人工智能幻化出的虚假信息以及阴谋论信奉者故意散布的误读和虚假内容很可能会塑造出许多言论。基于大语言模型的文本和(动态)影像生成程序为恶意行为者扩散自己的议程打开了大门,例如,通过模仿同行评议文章的形式和风格而伪造的一次出版物(primacy publications,指期刊论文、新闻稿等原始文件),以及充当从意识形态角度解释世界的“原始信息源”(original sources),或者通过深度伪造来“证明”(prove)某些荒谬的阴谋论。
内部科学传播也面临挑战。就在ChatGPT和Midjourney等人工智能程序向全世界开放几个月后,欧洲主要研究资助机构之一德国研究基金会(German Research Foundation,DFG)就面临着一项任务,即他们需要明确,在科学研究的过程中,应该如何以及在哪些环节允许使用这些新工具:在科学家提交项目构想或发表成果时,是否应该允许人工智能成为合著者?这种专家之间的专业交流关系到科学知识的重大进步,人工智能工具的介入使其面临着风险。德国研究基金会的初步答复是:原则上,研究人员可以使用人工智能工具,如帮助他们分析数据和撰写科学论文或研究计划。但是,他们必须明确说明确切的使用类型和具体的工具,不能将ChatGPT或Gemini列为合著者。这些都是合理的指导原则,有助于增加透明度。相反,全面禁止人工智能工具的使用既不合理,也无法落实。
恰切的提示工程(prompt engineering,开发提示词并进行优化,旨在帮助用户在各种场景和研究领域中更好地利用大语言模型)和创新的人工智能辅助提取工具(AI-assisted extraction tools)将使我们每个人都能从权威的一次科学文献(primary scientific literature,又称原始文献,是作者依据自身的研究成果、科学实验的总结以及新产品的设计来撰写的原创论文)中提炼出最符合个人兴趣的内容;当然,这里也会出现内容质量保障的问题以及对媒介素养的需求。试想,当人工智能依托全球最新的医学文献,为患者打造个性化治疗方案时,将会是怎样的情景?

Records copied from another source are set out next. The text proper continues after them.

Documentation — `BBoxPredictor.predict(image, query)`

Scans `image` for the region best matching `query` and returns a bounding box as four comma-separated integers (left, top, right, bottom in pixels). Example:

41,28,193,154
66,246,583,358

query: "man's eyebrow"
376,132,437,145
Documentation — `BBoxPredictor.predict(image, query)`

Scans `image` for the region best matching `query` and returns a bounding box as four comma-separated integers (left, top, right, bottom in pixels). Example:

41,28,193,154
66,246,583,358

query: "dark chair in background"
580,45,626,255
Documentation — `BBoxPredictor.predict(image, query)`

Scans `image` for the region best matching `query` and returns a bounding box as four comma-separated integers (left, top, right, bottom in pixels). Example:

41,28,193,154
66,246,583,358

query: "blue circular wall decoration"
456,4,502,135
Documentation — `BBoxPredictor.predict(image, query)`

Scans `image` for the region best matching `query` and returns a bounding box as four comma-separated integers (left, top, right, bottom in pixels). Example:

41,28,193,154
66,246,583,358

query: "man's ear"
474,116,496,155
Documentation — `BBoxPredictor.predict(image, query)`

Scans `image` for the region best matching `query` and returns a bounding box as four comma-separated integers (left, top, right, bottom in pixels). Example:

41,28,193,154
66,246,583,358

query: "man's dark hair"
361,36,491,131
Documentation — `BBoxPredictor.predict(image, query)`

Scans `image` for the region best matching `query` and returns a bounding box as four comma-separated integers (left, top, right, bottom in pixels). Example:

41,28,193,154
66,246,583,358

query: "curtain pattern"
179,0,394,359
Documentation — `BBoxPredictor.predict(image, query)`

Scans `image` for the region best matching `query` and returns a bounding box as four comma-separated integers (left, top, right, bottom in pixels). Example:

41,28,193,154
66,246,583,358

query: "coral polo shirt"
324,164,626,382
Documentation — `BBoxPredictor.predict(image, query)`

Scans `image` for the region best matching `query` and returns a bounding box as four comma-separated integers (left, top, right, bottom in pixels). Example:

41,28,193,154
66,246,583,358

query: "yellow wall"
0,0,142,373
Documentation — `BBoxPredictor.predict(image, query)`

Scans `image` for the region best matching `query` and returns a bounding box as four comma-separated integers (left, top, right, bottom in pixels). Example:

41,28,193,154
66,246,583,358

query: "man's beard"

最后,由于可预见的新知识内容的大量涌现,科学新闻业(science journalism)将面临更多挑战,包括经济方面的挑战。根据专业新闻标准制作的外部科学传播内容和独立的外部科学观察仍然是民间舆论形成的宝贵财富,正如我们离不开值得信赖的独立媒体一样,科学新闻业与社会的整体发展相辅相成。
当然,机遇与挑战并存:在日常工作中,数据记者(data journalists)并不是唯一受益于人工智能的群体。基于大语言模型的工具为编辑团队提供了新的方法,使研究工作达到比以往更高的水平。例如,我们对整个专业科学领域的自动监测或通过人工智能辅助对来自不同异质信息源(diverse, heterogeneous sources)的数据进行汇编和评估,这些都将能够提高新闻工作的质量和深度。
然而,科学新闻报道的真正附加值——批判性分类、评论、语境化解读——将不会由生成式人工智能(generative AI)提供,至少目前不会。到目前为止,这仍然是人类专家进行科学思考的领域。
这正是确保新闻质量的契机所在:人工智能公司需要不断从科学和媒体中获取新的原始内容来训练其模型,因此它们可以通过强制收费的方式为高质量新闻业的再融资做出贡献。由于这种情况不太可能自发产生,而且在人工智能时代高度复杂的媒体生态系统中,还必须决定谁应该从中受益,因此立法者必须在这方面发挥主导作用。